If you’d like to see everything KAA is saying about KE0670 (to use the fully padded version), go to http://kenchreai.github.io/kaa/KE0670 . But please understand that that’s the temporary location of KAA. I’ll report its permanent address when that’s available.

You may have noticed that the above pseudo-RDF makes reference to other Kenchreai identifiers. One of them is box-e0121, with KE0670 being said to be “is part of” that. KAA in turn says the following about box-e0121:

  •  box-e0121
  • type
  • excavation-box
  • box-e0121
  • is part of
  • trench-e-ii-x-1

And again in turn:

  • trench-e-ii-x-1
  • is part of
  • area-e

And yes, there are URIs for those identifiers: http://kenchreai.github.io/kaa/box-e0121 and http://kenchreai.github.io/kaa/trench-e-ii-x-1 .

I can summarize the above by saying that: KAA is establishing web-based equivalents of the Kenchreai identifiers and is using RDF triples to indicate relationships between those identifiers.

The above means that I think I have a single conceptual structure, the RDF triple, that I can use to represent all information inherent in the materials – both written, visual, and physical (meaning the objects themselves) – now stored in the Isthmia museum. As implied above, I’m at the stage of putting these ideas to the test.

An additional point: because I’ve worked to choose sensible strings of characters for each ID, it’s easy to turn them into URIs. You’ve seen some already, here are some more examples:

Note that on each of those web-pages, you can click on the identifiers it references to see what KAA says about those. Furthermore, and this is important, you can scroll to the bottom of each page and click the “as rdf” link to get a machine readable representation of the data represented at that web address.

Querying the Kenchreai RDF

Because KAA is a list of triples, it’s easy to make that list available. For now see:

for two versions of all current triples.

I’m not going to go into the details of the format of those files other than saying that they’re “raw rdf”. I’ve made them available as a convenience for readers, but also so that I can demonstrate a simple query into this dataset.

“Query” is just another fancy term for “extract useful information from some data.” Part of the RDF suite of technologies is a language for describing such queries. It’s called SPARQL and its details go beyond the scope of this post.

My use case for now is finding all inventory numbers that are said to be part of “Area E”, which is just the designation for a part of the site where the project excavated. This is an interesting problem because, as you may have noticed, KAA does not explicitly say that an inventory number is part of a particular area. But I do plan to assert that inventory numbers are part of excavations boxes (when they are), and that excavation boxes are part of trenches, and then that trenches are part of areas.

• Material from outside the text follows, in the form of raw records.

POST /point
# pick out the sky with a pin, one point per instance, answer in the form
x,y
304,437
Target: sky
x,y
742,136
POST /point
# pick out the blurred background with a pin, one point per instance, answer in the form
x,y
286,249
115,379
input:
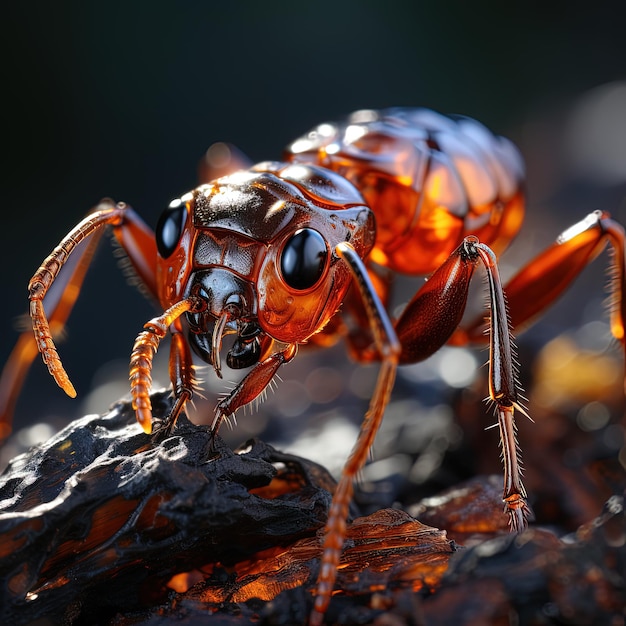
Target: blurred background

The “is part of” relationship is indicated by the RDF predicate “dc:isPartOf”. “dc” stands for “Dublin Core”, which is a set of “core” terms for describing data. As in, I have a standardized way for expressing the logical relationship that one KAA identifier is part of another. Read more about “dc:isPartOf” at http://dublincore.org/documents/dcmi-terms/#terms-isPartOf .

So here’s an example of a SPARQL query that finds all inventory numbers that are part of “kaa:area-e”:

PREFIX dc: <http://purl.org/dc/terms/>
PREFIX kaa: <http://kenchreai.github.io/kaa/>
PREFIX rdf: <http://www.w3.org/1999/02/22-rdf-syntax-ns#>
SELECT ?kenchreai_id
FROM <https://dl.dropboxusercontent.com/u/17002562/kenchreai.rdf>
WHERE {
?kenchreai_id ?p kaa:inventory-number .
?kenchreai_id dc:isPartOf+ kaa:area-e . }

The super important part is the ‘+’ symbol after ‘dc:isPartOf’ on the last line. That will cause a SPARQL query engine to follow all dc:isPartOf predicates to see if an identifier is said to be part of ‘kaa:area-e’. Cleverly, this builds on the pseudo-RDF for KE0670 that I presented above.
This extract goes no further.